Christophe Lèguevaques : épris de justice

PAR Jean COUDERC | Photographie de Rémi BENOIT
Temps de lecture 10 min

Les victimes du Levothyrox ? C’est lui. L’annulation de la vente de l’aéroport Toulouse-Blagnac aux Chinois ? Encore lui. Les premières victoires des anti-Linky ? Toujours lui. La demande de perquisition et de mise sous scellés
de l’appartement parisien de Jeffrey Epstein ? Encore et toujours lui. En quelques mois, le Toulousain Christophe Lèguevaques est devenu l’avocat incontournable des affaires les plus médiatiques. Pourquoi ? C’est ce que Boudu a voulu savoir en allant à la rencontre de ce quinquagénaire boulimique de travail, qui s’est rêvé en astronaute, comédien et même maire de Toulouse avant de se résoudre à faire ce pour quoi il semble le plus doué : défendre les intérêts des petites gens.

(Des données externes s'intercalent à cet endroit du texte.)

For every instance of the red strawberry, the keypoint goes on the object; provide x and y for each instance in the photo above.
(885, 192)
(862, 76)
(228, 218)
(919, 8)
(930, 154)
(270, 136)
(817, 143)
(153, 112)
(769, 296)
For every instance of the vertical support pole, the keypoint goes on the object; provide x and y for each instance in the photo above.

L’homme déteste l’injustice. À commencer par celle dont il est victime. Soupçonné par certains de ses collègues de chercher à capter la lumière à tout prix, il s’en défend d’une parade cinglante : « On dit souvent que je prends des dossiers médiatiques mais ce n’est pas vrai. Si je les accepte, car la plupart du temps on vient me chercher, c’est parce que ce sont des affaires complexes, intellectuellement stimulantes. Et si l’on me critique, c’est parce que je travaille, contrairement à beaucoup, et que je n’ai pas ma langue dans ma poche ». Il est comme ça, Christophe Lèguevaques. Dans une époque où la langue de bois est une religion, et où l’on évite au maximum de faire des vagues, l’avocat toulousain détonne. Tel un bulldozer, il avance, sans se soucier du qu’en-dira-t-on, et surtout sans chercher à séduire. Une droiture, que certains qualifient de rigidité, qui intrigue, désarçonne, et irrite. Un mystère qu’il ne cherche d’ailleurs pas à dissiper. Mais qui est donc Christophe Lèguevaques ?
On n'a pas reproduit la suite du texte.